For six weeks Alice managed her father’s illness,

Advocating for him while caring for Sarah and Grace.

I came up on Sunday nights and stayed through Tuesdays,

The pastor’s version of a weekend.

It was winter time, and the storms blew strong,

But we weathered them together, traveling the distance.

They discovered his chemo had induced the coma.

With time and physical therapy, he got better.

Alice and the girls returned home,

Eager for spring, looking for new life.

Alice wanted more children.

It was her calling, to be a mom.

We became foster parents.

Shortly after being approved, we got a call.

Two sisters, ages five and nine, needed a place to stay.

Jessie and Elena became part of our family.

They were with us over a year before

They found a permanent home.

Life was good.

God was in heaven, and all seemed right with the world.

teeter-totter

Prayer, Parenting and the Clarion Call

In a fit of creative energy, I composed a book on prayer.

I was so busy with prayer that I made no time to pray.

I started a book on faithful fathering;

Alice took Sarah to a friend’s.

They were gone three days.

When they returned, I fell into a deep despair,

Sleeping days, staying up all night.

A friend recommended his psychiatrist,

Who prescribed pills

A new generation of anti-depressants.

Not your mother’s Valium, I was assured.

With prayer and pills, God and therapy,

I found some relief.

Released, we conceived again

Our graceful pilgrim,

Grace Alehah.

Our pilgrimage led East – to Pennsylvania.

I became pastor of a heavily-endowed church

Looking for an infusion of youthful zeal,

A young pastor to do the trick.

I was full of myself, but little else.

When growth was slow, I fell down in despair.
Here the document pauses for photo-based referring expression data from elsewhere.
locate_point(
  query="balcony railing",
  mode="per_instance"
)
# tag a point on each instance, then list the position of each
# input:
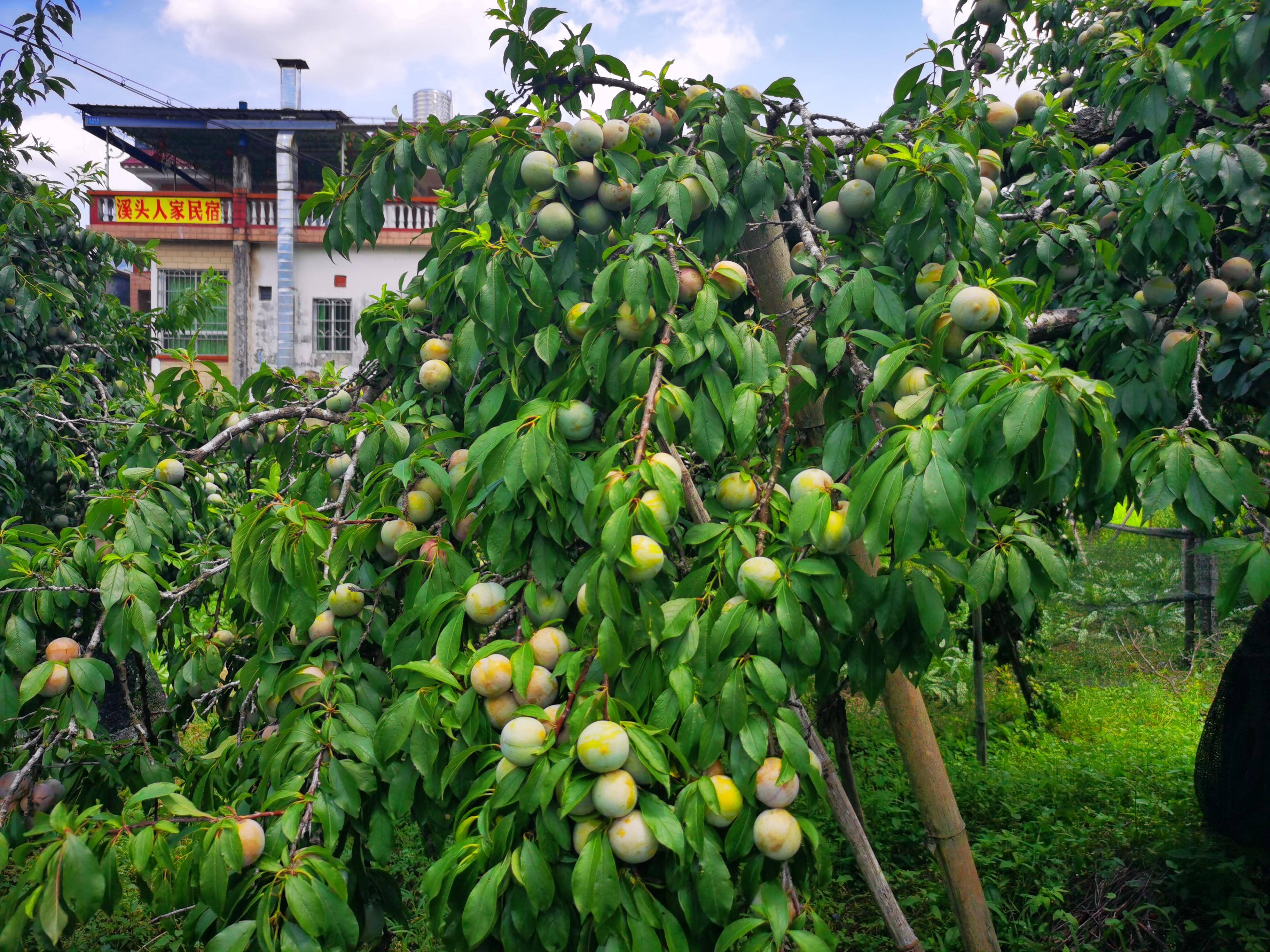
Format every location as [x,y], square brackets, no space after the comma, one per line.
[202,209]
And looked to a new drug to pick me up.

Effexor did just that—

It picked me up and kept me up for six solid days and nights.

Street signs became messages from God.

Ideas became revelations.

Feverous with a mission, not to assuage but to save,

I started crying during sermons

And laughing when I was alone.

Alice took me to Clarion hospital.

As they fastened the door,

I started pacing the floor.

Sensing some signal.

It was the end of the world.

I was in the only safe haven left.

I had to break out and bring my family back.

I grabbed a plate full of sugar cookies.

And shoved them in my mouth.

Then I took off running toward the glass door,

Crashing into it with a loud BANG.

A crowd gathered around me,

I shoved them away and started running for another door.

They surrounded me and thought they had me subdued.